Saint Arnold Brewing had made Saint Arnold Farmer Brown’s Ale the third release in its “Movable Yeast” series: Saint Arnold Farmer Brown’s Ale. It is an alternate version of Saint Arnold Brown Ale made with saison yeast. A limited supply of 60 barrels of Saint Arnold Farmer Brown’s Ale is being released today and will be available on tap at the brewery (for weekday tours only) and at select bars and restaurants throughout Texas. This release was created by brewing a regular batch of Saint Arnold Brown Ale and splitting the wort into two 60 barrel fermenters. One fermenter was pitched with the usual Saint Arnold yeast to make Saint Arnold Brown Ale and the second fermenter was pitched with saison yeast to create Saint Arnold Farmer Brown’s Ale. (From a press release)
More love for the Cicerone program (NY Times) – A headline that reads “A Quest to Add Sophistication to Beer’s Appeal” only scares me a little bit.
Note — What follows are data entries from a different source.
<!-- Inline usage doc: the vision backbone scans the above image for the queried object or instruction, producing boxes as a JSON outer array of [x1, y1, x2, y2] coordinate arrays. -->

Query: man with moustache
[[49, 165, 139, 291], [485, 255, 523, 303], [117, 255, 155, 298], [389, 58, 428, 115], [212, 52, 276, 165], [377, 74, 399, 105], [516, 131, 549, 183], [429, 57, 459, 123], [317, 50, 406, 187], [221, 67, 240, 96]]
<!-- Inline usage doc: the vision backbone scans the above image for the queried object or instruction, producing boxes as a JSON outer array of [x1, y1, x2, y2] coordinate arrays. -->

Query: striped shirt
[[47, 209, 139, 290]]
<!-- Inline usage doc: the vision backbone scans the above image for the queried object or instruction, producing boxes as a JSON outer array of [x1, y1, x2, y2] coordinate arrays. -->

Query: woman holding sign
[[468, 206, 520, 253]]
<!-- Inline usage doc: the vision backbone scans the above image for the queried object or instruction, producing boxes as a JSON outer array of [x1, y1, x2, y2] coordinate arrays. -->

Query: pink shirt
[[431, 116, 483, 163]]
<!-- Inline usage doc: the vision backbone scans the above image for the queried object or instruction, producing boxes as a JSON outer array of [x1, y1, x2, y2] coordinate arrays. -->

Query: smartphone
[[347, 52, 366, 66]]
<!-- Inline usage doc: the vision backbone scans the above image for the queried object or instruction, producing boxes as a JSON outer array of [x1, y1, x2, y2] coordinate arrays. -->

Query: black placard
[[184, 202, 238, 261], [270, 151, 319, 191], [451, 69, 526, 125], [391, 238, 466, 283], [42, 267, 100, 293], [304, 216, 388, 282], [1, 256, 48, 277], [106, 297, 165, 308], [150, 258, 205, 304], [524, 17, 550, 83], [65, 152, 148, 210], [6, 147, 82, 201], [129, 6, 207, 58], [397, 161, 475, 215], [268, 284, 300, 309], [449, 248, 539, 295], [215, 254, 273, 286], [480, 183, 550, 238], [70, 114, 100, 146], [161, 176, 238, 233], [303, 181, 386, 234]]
Impressive fact: 3,500 people have passed the beer server exam, which means there are more Cicerones of some rank than there are active BJCP judges . . . and the number of Cicerones is growing much faster. I would have put this story at the top, but I didn’t want Ray Daniels’ head to get any bigger.
Summit Brewing in St. Paul, Minn., is swtiching from twist-off caps to pry-off caps. Pry-off caps offer a much tighter seal to prevent oxygen from entering the bottle, which means beer may stay fresher longer. A subject I’m not done ragging about. (From a press release)
“It’s the coolest thing, the beer business.” “It’s the coolest industry on the planet. Doesn’t everybody want to be in the beer business?” Love that quote from John Stroh III. On Feb. 8, 1985, Detroit’s Stroh Brewing Co. announced it was closing its brewery after 135 years. At the time, it was the third-largest beermaker in the U.S., with a capacity of 7 million barrels. That was just seven months after Larry Bell sold his first beer, made in a 15-gallon soup pot at his small brewery in Kalamazoo. The story is part of a package at Mlive.com about Michigan’s “beer boom.”